Bei unserer Ankunft begrüßen uns zunächst die Hunde, Timo ein kleiner Mischling und Jana eine überaus eindrucksvolle Kaukasische Owtscharka-Hündin. Wir sind um einiges zu früh – Konfusion bei der Termin-Absprache. Doch trotzdem sind Birgit Hannes Freundinnen schon da. Sie helfen ihr bei dem, was sie für uns plant: Einen Planwagen-Ausflug in die malerischen Hügel des Westerwaldes. Doch kein gewöhnlicher Planwagenausflug. Zum einen spannt Hanne Noriker ein, zum anderen fährt sie ein Dreiergespann, also eine Troika.
Rasch sind drei Noriker-Damen aus dem Freilauf geholt und vor dem historischen Stall angebunden. Der dient zurzeit als Kinderstube für Hannes Schweine-Zucht. Klar, dass wir, bevor wir uns wieder mit den Pferden befassen, erst einmal einen Blick auf die im Stall herumwuselnden Rotbunten Husumer und Schwäbisch Hällischen Ferkel werfen müssen.
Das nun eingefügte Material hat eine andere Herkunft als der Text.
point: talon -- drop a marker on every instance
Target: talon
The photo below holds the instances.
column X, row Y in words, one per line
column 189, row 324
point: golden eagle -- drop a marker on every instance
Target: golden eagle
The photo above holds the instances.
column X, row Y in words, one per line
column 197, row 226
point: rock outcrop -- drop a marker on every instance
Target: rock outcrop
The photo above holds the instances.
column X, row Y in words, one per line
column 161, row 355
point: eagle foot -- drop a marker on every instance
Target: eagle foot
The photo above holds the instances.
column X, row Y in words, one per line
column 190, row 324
Doch dann wieder zu den Pferden. Hanne ist nicht nur passionierte Reiterin und Fahrerin sondern auch leidenschaftliche Noriker-Liebhaberin. Sechs der zwölf Pferde auf dem Hof gehören zu dieser österreichischen Arbeitspferderasse, die in früheren Zeiten als Saumpferde nicht aus dem Hochgebirge wegzudenken waren. Sie alle stammen aus Maishofen, dem Ort in Österreich, in dem viele Noriker auf der traditionellen Auktion im Frühherbst versteigert werden. Und Birgit Hanne hat sie höchstpersönlich nach Deutschland gebracht. „Mittlerweile sitze ich bei diesen Auktionen zwischen den Händlern, da bekommt man mehr Aufmerksamkeit als unter den ‚normalen‘ Zuschauern“, erzählt sie uns. Lisa und Sissi, die da vor dem Stall auf ihre Körperpflege warten sind schon 20 und 24 Jahre alt, Sophie ist acht und damit ein echter Jungspund im Gespann. Trotzdem warten sie völlig entspannt und geduldig bis wir mit putzen und dem umdrehen des Planwagens fertig sind. Dann wird eingespannt. Auch sehr entspannt. Die Damen ziehen ihre Brustblattgeschirre an und warten bis die Hunde auf dem Wagen und die speziell angefertigten Troika-Leinen ordentlich verschnallt sind – eine Wissenschaft für sich.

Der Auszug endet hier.